Mountain bikers, particularly when you’re starting out or learning new skills, will be very grateful for a decent pair of gloves and knee pads, at minimum. What to wear mountain biking depends on how technical your riding is. If you’re learning big jumps or hardcore downhill trails, consider armour and pads for your elbows, and even back protectors too.

5. Get some cycling sunglasses

The best cycling sunglasses don’t need to cost the earth or make you look stupid, but they will keep your eyes protected from bugs, stones, sun and rain. Some versions feature interchangeable lenses, so, if you can, get one lens for bright conditions and one for dull, wet days.

Bike maintenance made easy

Now that you’re wearing something comfortable, let’s move on to keeping your bike happy. You don’t need a shed full of tools to achieve this, but it helps to have a friendly bike shop nearby in case you need advice.

6. Use chain lube

Keep your chain clean and lubricated, particularly if riding in bad weather. As our guide to how to clean a bike chain explains, you’ll eliminate the dreaded ‘creak’ that cyclists hate, and more expensive parts such as chainrings won’t wear out as quickly.

7. Check your tyre pressure

Recommended tyre pressures will be indicated on the sidewall of your tyres, but the ideal road bike tyre pressure is subject to a number of factors. The best bike pumps are a good investment because they require less effort to get to the recommended pressure, and will feature a handy pressure gauge.

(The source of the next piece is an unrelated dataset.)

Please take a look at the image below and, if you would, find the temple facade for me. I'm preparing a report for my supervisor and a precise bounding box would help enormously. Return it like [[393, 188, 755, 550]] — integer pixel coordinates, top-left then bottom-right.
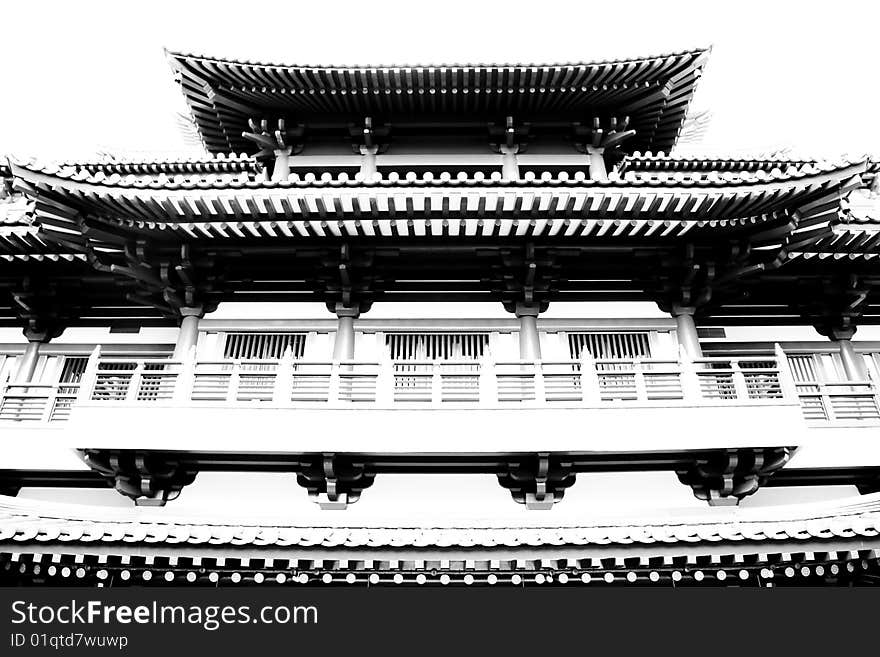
[[0, 50, 880, 586]]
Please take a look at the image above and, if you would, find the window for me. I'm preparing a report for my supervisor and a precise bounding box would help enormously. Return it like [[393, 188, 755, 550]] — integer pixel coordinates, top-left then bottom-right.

8. Fit mudguards/fenders for wet conditions

Fitting mudguards is an integral part of how to get your road bike winter ready. Your back will thank you, your washing machine will thank you, anyone riding behind you will be thank you too. Some (including some BikeRadar staffers) will point out they can ruin the clean lines of a fancy road bike but, in the mire of winter, do you really care?

9. Keep your bike clean

Although few of us are as fastidious as we should be, you can clean your bike in seven simple steps. Hot soapy water and a sponge will do the job for most parts unless the grime is caked on, in which case there are some great cleaning sprays available. Use specialist degreaser for the drivetrain (cassette, chain, crankset and so on). Then spray your gleaming bike all over with a silicone aerosol – avoid braking surfaces – this will stop mud sticking on your next ride.

10. Puncture repair

Learn how to fix a puncture, and always carry a repair kit (including tyre levers, patches or a new inner tube, and pump). When you’re miles from home and suddenly hear that hissing sound, you’ll be glad you learned how to fix it yourself.